Ceci s'approuve par l'écoute enchaînée de "Sweet Dreams", "I Am a Lonesome Fugitive", et la piste instrumentale "Cajun", dont on ressent l'influence particulière de la country. Sur le premier titre, qui est une adaptation d'un standard country écrit par Don Gibson en 1956, éclate une émotion inénarrable, articulée par les motifs profonds de notre roi oublié, caractérisés par un ton tranchant, clair, et incisif, des bends expressifs, et des licks soutenus, le tout dans un format transpirant davantage le blues électrique. Le second morceau projette le même horizon country roots que "Sweet Dreams", mais dans le sens d'une ballade. C'est également une reprise de Merle Haggard et les Strangers, composé par Liz Anderson en 1966. "Cajun" est une pièce originale courte, toujours marquée par la tradition nord-américaine. 

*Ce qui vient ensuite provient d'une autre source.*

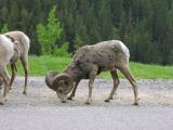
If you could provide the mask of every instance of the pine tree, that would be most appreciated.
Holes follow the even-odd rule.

Les fanatiques de pur Chicago blues ne sont pas en manque, puisque "John's Blues" et "Pete's Blues" les assènent d'un groove aussi prenant que des brulots tels que "Since I've Been Loving You", "Have You Ever Loved a Women", ou "Just You and Me" de certaines pointures connues du blues rock des seventies. Mention spéciale à la section rythmique de "Pete's Blues", absolument propre et puissante. Sur ce même titre, on constate tout le potentiel de Buchanan, plus son shredding et son "chicken picking" (qu'il emprunte probablement à James Burton). Intercalé entre ces deux segments blues est "Haunted House" de Bob Geddins, un autre standard country qui sert de "pause" entre chaque frénésie. "The Messiah Will Come Again" est le morceau phare du guitar hero, avec son introduction parlée très orientée gospel. La seconde moitié du titre est un autre solo épique fraichement dessiné par cette rigidité très sensible de la Telecaster de Buchanan. Enfin "Hey, Good Lookin" rend hommage au grand Hank Williams avec brillance, sur une touche de réconfort. 
   

 

L'attracteur des racines de la musique moderne nord-américaine a bénéficié d'une reconnaissance modérée par le biais de son second album solo, intitulé... "Second Album", en 1973, toujours chez Polydor Records, chez qui notre champion oublié du blues va publier encore deux disques. Ensuite, notre prodige au béret va être domicilié chez Atlantic Records, puis le célèbre et cultissime Alligator Records (Buddy Guy, Johnny Winter, Albert Collins...) à la fin des eighties, après que Bruce Iglauer l'ai remarqué le temps d'une performance. Celui-ci va relancer sa carrière. Entre les sécurisations de ces deux labels, dès 1980, Buchanan a pourtant failli tout arrêter, des mésaventures liées à l'alcool et aux drogues n'ayant pas aidé. 

Le 14 août 1988, à la suite d'un différend avec sa femme, partiellement provoqué par l'influence de l'éthanol, il est mit en détention par les autorités du comté de Fairfax, en Virginie, là où il vit. Aussitôt entravé, l'interprète de "Sweet Dreams" est retrouvé pendu à son propre t-shirt, à l'une des barres de sa cellule... Bien que la cause du décès officielle rapportée est un suicide, des marques sur le crâne laissent présager qu'il s'agit d'un meurtre. Cependant, cette affaire absconse n'a, à ce jour, jamais pu concilier tous les esprits... Néanmoins, à ce titre, sa musique est éternellement présente. Leroy Buchanan a laissé derrière lui un patrimoine artistique solide, que l'on se devait de témoigner. La voix de ce maître incontesté de la Telecaster de 1953 reste ancrée dans les âmes, à travers le désormais classique et essentiel "The Messiah Will Come Again".